2年に及ぶ「懸案事項」とそのお別れについて

約2年に及ぶ懸案事項が昨日、一段落をした。

一昨日までずっと私の傍にあった未解決の難問が、唐突に解決済み、となって消失してしまった。

こんな終わり方、想像していなかった。

 

その懸案事項が片付く、その日が来たら…

さぞかし私は嬉しいだろう、飛び上がって喜ぶのだろう、心はどれほど軽くなることか、あれをしよう、これをしよう、あそこに行こう、あれを買おう…。

ずっとその日を思い、頭に描いていたのに、なのに不思議なことに、もうあの問題は片付いたんだ!と思った瞬間、心に浮かんだ映像は、ぽっかりとした暗い穴だった。

なんたること。

私はすっかり「悩みの種」を自身の血肉と化してしまっていた。

いま私の心は、「突然私の一部が切り取られた!」と寂しさを訴えている。

 

10年以上前、仕事場にたびたびやって来ては、同じ悩みを繰り返し繰り返し話して帰る高齢の女性がいた。

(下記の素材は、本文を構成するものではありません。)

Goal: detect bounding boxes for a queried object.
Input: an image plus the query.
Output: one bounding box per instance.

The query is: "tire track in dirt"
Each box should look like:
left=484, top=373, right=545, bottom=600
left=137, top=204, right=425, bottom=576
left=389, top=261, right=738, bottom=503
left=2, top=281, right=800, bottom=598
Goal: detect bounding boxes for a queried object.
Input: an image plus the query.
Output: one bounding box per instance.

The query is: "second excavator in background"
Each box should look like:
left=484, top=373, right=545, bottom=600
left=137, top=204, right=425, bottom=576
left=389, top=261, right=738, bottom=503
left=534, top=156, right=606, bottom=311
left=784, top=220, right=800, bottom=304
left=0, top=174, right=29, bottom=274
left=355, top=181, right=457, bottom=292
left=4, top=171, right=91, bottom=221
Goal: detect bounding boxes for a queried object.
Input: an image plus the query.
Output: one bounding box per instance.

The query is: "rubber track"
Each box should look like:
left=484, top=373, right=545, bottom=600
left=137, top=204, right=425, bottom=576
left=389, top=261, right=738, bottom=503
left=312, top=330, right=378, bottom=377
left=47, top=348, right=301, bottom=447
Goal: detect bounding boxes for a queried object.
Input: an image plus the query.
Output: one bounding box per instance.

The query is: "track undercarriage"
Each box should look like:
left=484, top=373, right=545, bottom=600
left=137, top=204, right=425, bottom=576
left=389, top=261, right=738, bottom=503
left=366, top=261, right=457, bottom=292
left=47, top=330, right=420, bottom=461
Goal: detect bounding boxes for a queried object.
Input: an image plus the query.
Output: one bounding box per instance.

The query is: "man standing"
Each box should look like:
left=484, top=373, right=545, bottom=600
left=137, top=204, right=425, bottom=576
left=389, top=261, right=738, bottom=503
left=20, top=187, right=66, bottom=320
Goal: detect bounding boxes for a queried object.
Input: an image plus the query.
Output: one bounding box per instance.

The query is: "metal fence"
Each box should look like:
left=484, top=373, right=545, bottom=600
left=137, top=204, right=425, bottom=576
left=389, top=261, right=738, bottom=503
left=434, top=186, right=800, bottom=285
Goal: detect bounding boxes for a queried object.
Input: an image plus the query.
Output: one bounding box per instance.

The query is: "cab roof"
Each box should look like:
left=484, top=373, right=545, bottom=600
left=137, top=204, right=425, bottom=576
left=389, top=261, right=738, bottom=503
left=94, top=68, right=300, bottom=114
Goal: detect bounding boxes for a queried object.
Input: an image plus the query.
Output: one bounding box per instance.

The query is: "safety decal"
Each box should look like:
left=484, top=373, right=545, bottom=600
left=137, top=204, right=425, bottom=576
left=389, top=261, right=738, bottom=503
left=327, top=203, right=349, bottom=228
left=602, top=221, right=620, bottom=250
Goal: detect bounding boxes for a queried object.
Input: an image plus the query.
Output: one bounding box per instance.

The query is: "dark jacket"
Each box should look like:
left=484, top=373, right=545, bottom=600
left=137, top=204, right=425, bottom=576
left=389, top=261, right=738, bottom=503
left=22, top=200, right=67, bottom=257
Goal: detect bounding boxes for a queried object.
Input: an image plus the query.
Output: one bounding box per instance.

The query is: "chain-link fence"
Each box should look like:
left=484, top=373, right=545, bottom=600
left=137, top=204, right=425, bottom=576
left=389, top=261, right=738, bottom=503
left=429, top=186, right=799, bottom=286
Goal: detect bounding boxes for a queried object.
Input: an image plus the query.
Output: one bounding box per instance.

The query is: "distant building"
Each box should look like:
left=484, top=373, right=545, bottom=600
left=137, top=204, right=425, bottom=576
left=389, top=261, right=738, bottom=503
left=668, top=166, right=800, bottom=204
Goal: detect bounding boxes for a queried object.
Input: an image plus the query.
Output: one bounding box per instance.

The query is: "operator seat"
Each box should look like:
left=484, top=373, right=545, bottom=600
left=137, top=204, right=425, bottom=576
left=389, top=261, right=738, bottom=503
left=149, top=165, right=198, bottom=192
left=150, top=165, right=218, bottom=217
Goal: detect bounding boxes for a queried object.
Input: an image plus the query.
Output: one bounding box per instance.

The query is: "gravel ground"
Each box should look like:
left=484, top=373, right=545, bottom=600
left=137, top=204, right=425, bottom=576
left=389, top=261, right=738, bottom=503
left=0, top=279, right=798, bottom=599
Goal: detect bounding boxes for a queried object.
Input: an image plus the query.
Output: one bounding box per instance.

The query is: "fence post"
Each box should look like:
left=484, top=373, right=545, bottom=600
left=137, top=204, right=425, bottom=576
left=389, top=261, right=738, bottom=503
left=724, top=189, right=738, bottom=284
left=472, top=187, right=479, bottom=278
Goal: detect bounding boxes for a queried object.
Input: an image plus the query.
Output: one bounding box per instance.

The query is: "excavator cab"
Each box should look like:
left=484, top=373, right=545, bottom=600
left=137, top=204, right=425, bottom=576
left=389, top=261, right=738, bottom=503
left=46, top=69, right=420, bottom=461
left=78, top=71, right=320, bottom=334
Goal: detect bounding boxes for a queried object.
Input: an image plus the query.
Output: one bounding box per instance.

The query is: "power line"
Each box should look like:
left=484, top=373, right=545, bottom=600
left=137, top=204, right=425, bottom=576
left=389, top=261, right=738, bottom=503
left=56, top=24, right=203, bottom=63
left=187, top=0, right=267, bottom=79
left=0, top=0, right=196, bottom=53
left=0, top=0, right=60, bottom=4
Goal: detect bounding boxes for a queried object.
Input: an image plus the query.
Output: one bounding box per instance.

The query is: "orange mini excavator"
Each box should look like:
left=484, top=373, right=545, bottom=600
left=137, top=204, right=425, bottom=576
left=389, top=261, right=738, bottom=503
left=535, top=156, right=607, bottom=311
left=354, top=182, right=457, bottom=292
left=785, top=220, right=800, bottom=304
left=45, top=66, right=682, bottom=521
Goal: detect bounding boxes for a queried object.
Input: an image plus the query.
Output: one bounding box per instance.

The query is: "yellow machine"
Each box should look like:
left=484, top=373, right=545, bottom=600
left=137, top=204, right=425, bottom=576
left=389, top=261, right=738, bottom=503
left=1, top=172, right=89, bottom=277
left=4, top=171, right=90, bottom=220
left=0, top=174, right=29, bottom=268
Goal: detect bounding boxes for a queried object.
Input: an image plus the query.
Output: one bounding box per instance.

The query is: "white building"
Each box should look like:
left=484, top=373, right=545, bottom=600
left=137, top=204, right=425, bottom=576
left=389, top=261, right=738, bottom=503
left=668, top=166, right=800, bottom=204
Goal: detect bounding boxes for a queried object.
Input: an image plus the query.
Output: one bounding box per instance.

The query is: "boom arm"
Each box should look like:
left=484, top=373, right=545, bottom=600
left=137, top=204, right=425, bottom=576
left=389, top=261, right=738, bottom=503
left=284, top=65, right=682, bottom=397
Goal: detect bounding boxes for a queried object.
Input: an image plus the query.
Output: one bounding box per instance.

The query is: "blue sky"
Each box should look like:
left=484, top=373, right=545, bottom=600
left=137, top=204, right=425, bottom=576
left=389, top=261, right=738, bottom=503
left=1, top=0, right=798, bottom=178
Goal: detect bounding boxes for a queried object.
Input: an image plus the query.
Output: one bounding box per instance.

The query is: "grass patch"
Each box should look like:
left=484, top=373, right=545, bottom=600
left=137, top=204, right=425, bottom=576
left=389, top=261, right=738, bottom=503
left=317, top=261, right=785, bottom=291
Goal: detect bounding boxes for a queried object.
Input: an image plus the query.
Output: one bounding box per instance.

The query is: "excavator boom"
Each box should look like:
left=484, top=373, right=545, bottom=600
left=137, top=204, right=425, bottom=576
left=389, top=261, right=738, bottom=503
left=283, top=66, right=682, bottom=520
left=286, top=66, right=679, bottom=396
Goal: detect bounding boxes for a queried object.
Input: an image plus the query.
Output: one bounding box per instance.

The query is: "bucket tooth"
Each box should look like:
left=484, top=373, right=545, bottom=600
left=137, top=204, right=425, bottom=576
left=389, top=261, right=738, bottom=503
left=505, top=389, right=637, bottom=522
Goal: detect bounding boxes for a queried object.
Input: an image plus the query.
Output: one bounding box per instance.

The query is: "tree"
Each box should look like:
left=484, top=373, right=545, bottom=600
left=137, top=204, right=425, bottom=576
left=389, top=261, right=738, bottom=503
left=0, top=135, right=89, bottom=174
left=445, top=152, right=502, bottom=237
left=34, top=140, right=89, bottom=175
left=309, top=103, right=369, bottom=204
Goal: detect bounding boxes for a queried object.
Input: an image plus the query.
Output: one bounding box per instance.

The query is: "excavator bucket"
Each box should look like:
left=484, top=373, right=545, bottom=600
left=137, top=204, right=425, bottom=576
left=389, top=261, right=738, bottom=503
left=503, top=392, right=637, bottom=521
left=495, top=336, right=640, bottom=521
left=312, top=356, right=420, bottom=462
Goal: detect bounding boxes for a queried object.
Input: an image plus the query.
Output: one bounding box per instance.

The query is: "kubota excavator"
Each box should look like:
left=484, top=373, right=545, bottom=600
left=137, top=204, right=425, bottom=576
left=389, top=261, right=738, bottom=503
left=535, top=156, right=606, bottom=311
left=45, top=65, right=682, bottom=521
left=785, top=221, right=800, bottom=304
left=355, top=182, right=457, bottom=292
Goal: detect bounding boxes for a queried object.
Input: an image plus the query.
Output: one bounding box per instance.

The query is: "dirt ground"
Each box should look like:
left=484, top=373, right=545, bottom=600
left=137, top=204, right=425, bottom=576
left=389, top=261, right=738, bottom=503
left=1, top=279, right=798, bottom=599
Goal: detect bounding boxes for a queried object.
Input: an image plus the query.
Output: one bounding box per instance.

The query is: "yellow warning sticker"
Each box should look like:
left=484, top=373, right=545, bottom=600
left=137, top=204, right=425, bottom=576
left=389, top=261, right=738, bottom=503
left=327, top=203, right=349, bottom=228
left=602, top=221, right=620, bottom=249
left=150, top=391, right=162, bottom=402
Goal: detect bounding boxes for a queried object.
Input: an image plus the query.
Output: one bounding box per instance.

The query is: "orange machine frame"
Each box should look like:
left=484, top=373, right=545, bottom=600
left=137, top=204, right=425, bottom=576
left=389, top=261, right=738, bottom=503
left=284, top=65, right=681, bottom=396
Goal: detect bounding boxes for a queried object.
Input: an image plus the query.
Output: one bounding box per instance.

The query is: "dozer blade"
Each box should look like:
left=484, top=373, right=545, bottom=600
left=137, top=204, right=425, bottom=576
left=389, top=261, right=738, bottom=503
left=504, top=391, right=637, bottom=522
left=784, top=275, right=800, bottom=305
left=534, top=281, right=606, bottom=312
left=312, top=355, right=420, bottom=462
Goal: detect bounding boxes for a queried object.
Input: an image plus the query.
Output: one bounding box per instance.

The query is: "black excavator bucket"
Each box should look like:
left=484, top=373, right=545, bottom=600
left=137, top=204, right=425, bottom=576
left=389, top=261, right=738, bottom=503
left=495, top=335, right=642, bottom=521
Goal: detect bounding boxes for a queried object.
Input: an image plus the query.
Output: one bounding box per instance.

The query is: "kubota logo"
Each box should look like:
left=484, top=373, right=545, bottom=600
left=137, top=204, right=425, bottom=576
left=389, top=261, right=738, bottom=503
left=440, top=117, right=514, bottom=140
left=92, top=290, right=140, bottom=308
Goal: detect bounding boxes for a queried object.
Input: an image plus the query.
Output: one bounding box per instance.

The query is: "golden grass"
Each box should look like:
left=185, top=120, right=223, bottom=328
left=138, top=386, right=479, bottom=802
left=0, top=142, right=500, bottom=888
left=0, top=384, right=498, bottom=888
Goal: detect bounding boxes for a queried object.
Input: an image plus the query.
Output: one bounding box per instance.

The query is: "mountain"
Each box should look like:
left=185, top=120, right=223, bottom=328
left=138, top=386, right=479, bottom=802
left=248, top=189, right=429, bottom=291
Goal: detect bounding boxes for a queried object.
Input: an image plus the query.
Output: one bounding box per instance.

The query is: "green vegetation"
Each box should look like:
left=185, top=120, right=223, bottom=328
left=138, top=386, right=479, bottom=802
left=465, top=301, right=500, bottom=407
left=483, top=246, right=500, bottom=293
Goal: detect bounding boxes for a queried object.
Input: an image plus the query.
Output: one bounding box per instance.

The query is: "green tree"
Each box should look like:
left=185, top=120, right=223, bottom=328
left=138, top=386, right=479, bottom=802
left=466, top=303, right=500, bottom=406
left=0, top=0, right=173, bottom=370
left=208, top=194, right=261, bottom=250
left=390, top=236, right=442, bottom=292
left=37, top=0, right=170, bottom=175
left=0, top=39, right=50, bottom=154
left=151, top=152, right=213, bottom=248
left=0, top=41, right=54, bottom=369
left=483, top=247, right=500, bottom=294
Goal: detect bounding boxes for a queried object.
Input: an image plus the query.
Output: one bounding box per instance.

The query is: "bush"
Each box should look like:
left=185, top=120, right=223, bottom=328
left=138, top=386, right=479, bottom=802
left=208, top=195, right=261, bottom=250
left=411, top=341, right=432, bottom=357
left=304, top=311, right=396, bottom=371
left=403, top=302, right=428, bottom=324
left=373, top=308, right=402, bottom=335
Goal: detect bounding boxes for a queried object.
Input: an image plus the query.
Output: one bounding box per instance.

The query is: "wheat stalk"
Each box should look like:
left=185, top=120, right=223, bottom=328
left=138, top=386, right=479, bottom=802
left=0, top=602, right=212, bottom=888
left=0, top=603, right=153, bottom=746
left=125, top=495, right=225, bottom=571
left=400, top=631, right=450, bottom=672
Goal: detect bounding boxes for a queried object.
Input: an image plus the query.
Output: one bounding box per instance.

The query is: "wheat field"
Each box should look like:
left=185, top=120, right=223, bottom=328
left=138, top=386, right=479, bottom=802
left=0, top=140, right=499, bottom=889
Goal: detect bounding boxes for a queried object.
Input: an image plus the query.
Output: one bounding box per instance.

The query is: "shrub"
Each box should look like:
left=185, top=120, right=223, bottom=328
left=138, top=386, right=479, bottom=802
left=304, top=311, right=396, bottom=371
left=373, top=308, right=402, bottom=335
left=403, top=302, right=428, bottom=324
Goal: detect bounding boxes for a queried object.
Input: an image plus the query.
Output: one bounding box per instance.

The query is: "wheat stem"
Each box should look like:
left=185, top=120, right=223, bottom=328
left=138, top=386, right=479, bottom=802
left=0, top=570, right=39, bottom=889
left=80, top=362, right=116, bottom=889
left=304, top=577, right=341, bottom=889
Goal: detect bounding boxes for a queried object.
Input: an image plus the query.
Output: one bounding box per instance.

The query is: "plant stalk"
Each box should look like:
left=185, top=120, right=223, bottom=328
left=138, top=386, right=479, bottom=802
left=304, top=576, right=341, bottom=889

若く傲慢なあの頃の私は、彼女の悩みはありふれた、ごくごく単純な問題としか思えず、いとも簡単に「こうしてああして動いたらすぐに片付くのに」とまるで大根を包丁でばんばんばんっと叩き斬るような大雑把な解決案を示して、それに対して「ほんと、そうよねー」と言いながら、一向に何の手立てもしようとしない彼女を単純に勇気のない人だと思っていた。

 

いまは思う。

彼女はその悩みを、自分の人生の伴走者としていたのではないかと。

それなしでは走ることもできないほど、それは立派に彼女の心棒となっていたのではないかと。

人はそれを依存というのかもしれない。

そして私の精神もまた、その「懸案事項」にすっかり寄りかかってことを発見する。

当時の私が懸案事項に悩む私に会ったら、おそらく同じようにすぱすぱすぱっと一刀両断で「そんなこと悩んでもしょうがないじゃないですか」「どうにかなりますよ」「なぜはっきり言わないのですか」「自分が動かなきゃ解決しないんですよ」なんて言葉を投げかける、そしてその言葉は決して私の心に届かないのだ。

恥ずかしい、猛烈に恥ずかしい。

 

人は痛みとも苦しみともなんとか共存できる。

そしてどんな残酷な現実とも、たぶん仲良くやっていこうと努力する。

その努力は懸命に生きようとする人の本能で、誰からも非難されるようなことではない。

ただ、その過程で人は、感受性の働きを歪めてしまうのではないか。

虐待をしつけと言い換えたり、八つ当たりを忠告と言い換えたり、無責任な声かけを助言と言い換えたり、理不尽な暴力を愛情と言い換えたり。

耐えきれないつらさがそうさせるのだ。

だけどそれは、その人の素直さや人との付き合い方を少しずつ損なっているのではないかと思う。

 

たった2年の、その「懸案事項」との付き合いの中で、きっと私も何かを歪めながら順応してきたのだろう、依存してきたのだろう。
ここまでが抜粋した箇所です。